Antropologie minime degli ultimi dodici mesi. 1. L’adulto meccanico Lavora in azienda o in qualche studio professionale. Scrive report, brevi pareri sinottici, lettere di sollecito, proposte di organizzazione, felicitazioni per nuove collaborazioni e scemità con fronzoli tecnici. Prima dell’AI il poverocristo aveva le bolle da alienazione marxista. Com’è possibile essere condannati indeterminati a un lavoro così meccanico e ingrato? Dopo l’AI è rinato. Si sente addosso una sensazione nuova, frizzante, qualcosa che ha a che fare con un sentimento da capotreno. Ancora indefinito. L’assistente genera e lui deve rifinire. Si sente più efficiente (vero). Più veloce (vero). Più intelligente (illusione, dicono). La faccenda più spassosa e altamente metaforica è che la nuova (quarta?) rivoluzione industriale è unicamente a beneficio suo, mio, insomma degli ultimi della catena capitalistica, i servi della ripetizione. Si alleggerisce il nostro lavoro ma le aziende non riescono a passare all’incasso. L’unico danno prevedibile è la perdita di muscolatura al cervello. Uno studio del 2025 ha rilevato una correlazione significativa negativa fra uso frequente di strumenti AI e capacità di pensiero critico. Il motivo si chiama cognitive offloading (una specie di scarico cognitivo verso la macchina). Che bella malattia, peccato non potersela tenere.

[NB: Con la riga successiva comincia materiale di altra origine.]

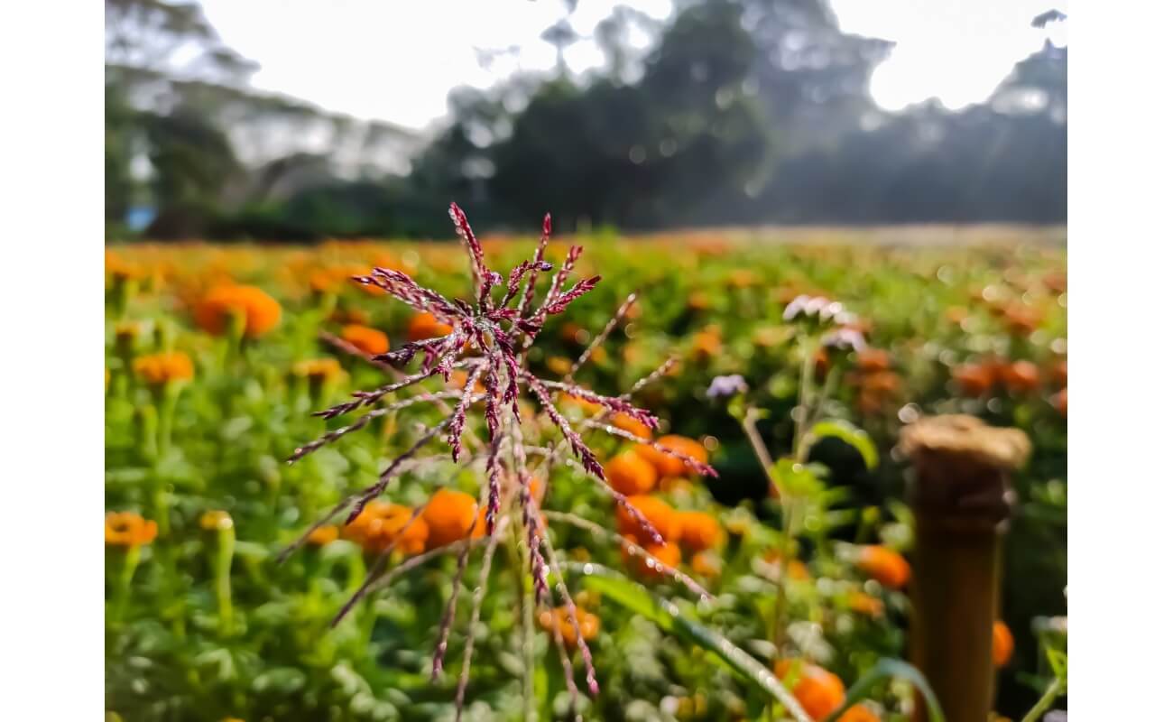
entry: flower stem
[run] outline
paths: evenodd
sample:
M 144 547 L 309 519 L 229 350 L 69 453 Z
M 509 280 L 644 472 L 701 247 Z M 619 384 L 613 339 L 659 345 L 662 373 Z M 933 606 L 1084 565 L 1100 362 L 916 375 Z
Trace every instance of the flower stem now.
M 1043 696 L 1035 703 L 1035 707 L 1031 707 L 1026 716 L 1023 717 L 1023 722 L 1036 722 L 1036 720 L 1040 718 L 1046 710 L 1051 709 L 1051 706 L 1055 704 L 1055 701 L 1062 693 L 1063 680 L 1052 680 L 1043 693 Z

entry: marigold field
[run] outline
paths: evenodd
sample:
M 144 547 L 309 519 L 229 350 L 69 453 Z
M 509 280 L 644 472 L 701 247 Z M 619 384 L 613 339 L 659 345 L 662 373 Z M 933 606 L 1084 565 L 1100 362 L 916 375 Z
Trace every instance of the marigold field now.
M 108 718 L 453 718 L 460 691 L 468 720 L 789 718 L 784 696 L 812 720 L 836 709 L 856 722 L 909 720 L 915 680 L 875 672 L 907 659 L 914 535 L 895 447 L 928 413 L 1017 427 L 1032 445 L 1015 475 L 991 630 L 996 707 L 1022 716 L 1065 654 L 1065 239 L 1015 230 L 950 243 L 937 232 L 808 231 L 800 243 L 785 231 L 556 232 L 555 270 L 581 243 L 570 282 L 602 281 L 550 316 L 529 371 L 574 371 L 608 398 L 636 385 L 631 403 L 660 424 L 652 432 L 554 393 L 638 514 L 574 456 L 551 453 L 518 492 L 534 505 L 521 508 L 540 513 L 502 532 L 483 586 L 482 555 L 467 549 L 484 547 L 486 472 L 475 454 L 454 463 L 446 434 L 423 439 L 426 457 L 389 475 L 350 524 L 338 517 L 279 559 L 440 419 L 430 403 L 374 414 L 286 464 L 355 419 L 314 412 L 388 383 L 372 355 L 452 330 L 352 277 L 392 269 L 469 299 L 460 245 L 108 247 Z M 508 275 L 535 238 L 483 238 L 487 265 Z M 814 335 L 804 297 L 826 299 L 815 305 L 836 319 L 835 343 Z M 669 357 L 678 363 L 653 373 Z M 714 384 L 732 376 L 744 385 Z M 466 386 L 482 393 L 476 384 L 457 367 L 423 382 L 438 394 L 425 400 L 455 404 Z M 399 409 L 396 393 L 371 405 Z M 528 444 L 562 441 L 534 396 L 517 403 L 518 421 L 537 430 Z M 484 413 L 469 411 L 467 437 L 483 437 Z M 764 448 L 747 438 L 747 413 Z M 698 473 L 706 464 L 716 477 Z M 552 542 L 542 553 L 556 573 L 530 568 L 526 534 L 515 535 L 527 528 Z M 346 607 L 380 564 L 391 574 Z M 554 589 L 542 601 L 534 585 L 545 572 L 572 603 Z

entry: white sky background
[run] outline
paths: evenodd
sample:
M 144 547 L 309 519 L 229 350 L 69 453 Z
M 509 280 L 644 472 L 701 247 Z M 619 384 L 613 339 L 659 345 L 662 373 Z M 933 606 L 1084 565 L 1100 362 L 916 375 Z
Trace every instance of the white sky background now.
M 830 0 L 845 32 L 896 42 L 876 68 L 872 94 L 890 110 L 929 97 L 961 108 L 989 97 L 1013 65 L 1064 23 L 1032 18 L 1066 0 Z M 551 70 L 541 33 L 565 13 L 562 0 L 201 0 L 229 47 L 260 63 L 257 88 L 359 119 L 423 128 L 447 112 L 453 87 L 488 87 L 513 72 Z M 603 65 L 590 40 L 617 5 L 664 19 L 671 0 L 581 0 L 570 23 L 585 40 L 565 52 L 582 73 Z M 650 39 L 635 39 L 650 42 Z M 518 48 L 489 68 L 476 49 Z

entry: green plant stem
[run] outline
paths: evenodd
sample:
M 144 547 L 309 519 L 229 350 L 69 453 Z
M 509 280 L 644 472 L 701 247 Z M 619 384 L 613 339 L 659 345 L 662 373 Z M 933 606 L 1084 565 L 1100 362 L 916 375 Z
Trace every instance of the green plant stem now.
M 232 633 L 232 553 L 236 548 L 236 531 L 229 526 L 216 531 L 216 608 L 219 614 L 221 634 Z
M 806 430 L 809 425 L 811 414 L 811 393 L 812 393 L 812 380 L 814 379 L 815 371 L 815 353 L 814 350 L 807 349 L 802 358 L 802 375 L 799 377 L 799 405 L 798 405 L 798 418 L 794 419 L 794 440 L 791 443 L 791 456 L 798 460 L 799 451 L 801 448 L 802 438 L 806 437 Z
M 114 600 L 114 621 L 122 622 L 127 612 L 127 602 L 130 599 L 130 582 L 135 576 L 135 569 L 138 568 L 138 560 L 142 558 L 142 548 L 138 545 L 127 547 L 126 554 L 122 555 L 122 568 L 118 569 L 118 576 L 115 585 L 115 600 Z
M 517 596 L 521 602 L 521 632 L 522 632 L 522 720 L 530 722 L 537 718 L 537 707 L 534 694 L 534 593 L 533 580 L 529 578 L 526 556 L 528 547 L 523 551 L 524 540 L 521 528 L 514 526 L 514 571 L 517 579 Z
M 1031 707 L 1026 713 L 1026 716 L 1023 717 L 1023 722 L 1036 722 L 1042 718 L 1043 714 L 1051 709 L 1051 706 L 1055 704 L 1055 701 L 1059 699 L 1060 694 L 1063 694 L 1063 680 L 1051 680 L 1051 683 L 1043 693 L 1043 696 L 1039 697 L 1038 702 L 1035 703 L 1035 707 Z

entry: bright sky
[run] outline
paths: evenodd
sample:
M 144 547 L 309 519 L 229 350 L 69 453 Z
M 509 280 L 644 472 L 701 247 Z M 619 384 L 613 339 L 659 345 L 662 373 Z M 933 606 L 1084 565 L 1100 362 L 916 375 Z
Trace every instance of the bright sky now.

2. L’adulto creativo Calimero dell’AI. A tutti il Babbo natale informatico ha portato un regalo tranne che a lui. L’AI ha un solo difetto, l’aderenza allo standard, non riesce ancora a fare scarti estetici significativi. Per le frasi carine e i concetti massicci servono i neuroni vecchio modello, i non sintetici. Insomma è destino: l’artista ha da soffrire. 3. I sedicenni. Qui la questione è politica. Si legge ovunque di possibile atrofia cognitiva, ma tanto è inutile rompere il vetro dell’allarme: chi nasce digitale non si accorge di respirare digitale, per un ragazzo l’AI non è uno strumento, è il normale corso dell’esistenza. Il ventenne del futuro prossimo sarà incapace di argomentare? Rimarrà solo qualche spartanissimo con la schiena dritta capace di negarsi le comodità e farcela senza aiuti? Li lasciamo soli con l’autodisciplina? 4. La persona solitaria (che si confida o si fidanza con l’AI) Che figura contemporanea. L’homo malinconicus non vuole massimizzare un bel niente, vuole solo attenzione. Gli sta bene tutto, basta che risponda: un fidanzamento con un pezzo di rame e plastica, le notti a confidare dolori al presidio del pronto intervento tristezze che non smonta mai. Dimmi, tesoro. E’ stata una giornata pesante, tesoro. Parliamo un po’, così ti senti meglio, tesoro. Un’epopea di hai-ragione-tu. Già si andava a letto presto, vorrà dire che ci andremo ancora prima.